5 Ways to NOT Get News Coverage
Posted on June 9, 2014 by Lioness Staff
Reporters want to help you, they really do. They wish they had all of the news space in the world to run every press release – well, the cohesive ones – that come across their desks. But, there’s only so many hours in the day, editors to answer to, deadlines, interviews to conduct, writing to do, oh – did I mention deadlines?
Entrepreneurs are always looking to get media coverage and most rarely do. News reporters want to cover cool stories. They want pieces that are fresh and unique. Opening a boutique, expanding your staff or looking for new clients is not going to get you ink or a spot on their website – well, unless they are desperate for filler.
So what are you doing wrong? Here are 5 Ways to NOT Get News Coverage:
- Writing ads and calling it news. That’s great that your nonprofit is awesome and making a difference. So what? Isn’t every nonprofit awesome? Instead of telling people how fantastic your mission is, talk about the impact you will be making in the neighborhood, the problems you are solving and for goodness’ sake, get some quotes from people from the neighborhood. No one cares what your Executive Director has to say, we want to hear from the people being “changed.”

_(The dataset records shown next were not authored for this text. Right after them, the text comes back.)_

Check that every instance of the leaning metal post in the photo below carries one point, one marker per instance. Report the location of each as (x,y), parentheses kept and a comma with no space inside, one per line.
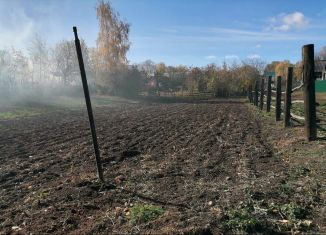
(89,106)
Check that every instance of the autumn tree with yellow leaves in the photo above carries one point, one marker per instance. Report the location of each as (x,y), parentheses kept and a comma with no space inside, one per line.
(112,47)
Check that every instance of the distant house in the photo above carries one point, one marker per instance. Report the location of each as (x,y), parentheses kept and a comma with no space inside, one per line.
(320,69)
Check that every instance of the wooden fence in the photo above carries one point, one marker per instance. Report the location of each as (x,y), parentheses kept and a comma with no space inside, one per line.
(257,95)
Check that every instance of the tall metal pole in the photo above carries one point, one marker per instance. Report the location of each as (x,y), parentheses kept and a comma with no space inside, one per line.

- Randomly sending your press release. There is nothing an education beat reporter loves more than receiving a long email about why they should cover the grand opening of your new bakery. Take the time to read mastheads and see who writes what, read some of their articles and here’s a thought – gasp – call the assignment desk and ASK the best place to submit your news.
- Poorly formatting your press release. Please, please stop putting things in all caps, italics and weird formatting. Remember how some items are used as filler for news holes? Your press release is less likely to be used if it has to be retyped. It should be easy to copy and paste your document. Keep the font simple – Arial or Times New Roman. If you can say it in 500 words or less, do it. Try to keep the release short and on one page.
- Submitting your press release on the wrong timetable. Don’t send a weekly newspaper a press release about something happening tomorrow. Don’t contact a TV station seeking coverage for an event that is happening next month. Know the news outlet and their publishing/airing schedule. You do want to submit things in advance, but not so early that it gets lost in the shuffle.
- Sending blanket story pitches. Do not include media outlets A, B and C on the same email and story pitch. Why would competing companies want to run the same exact story? Determine the right news outlet for the story you want to pitch and contact them directly. An important mass announcement or breaking news item is the exception.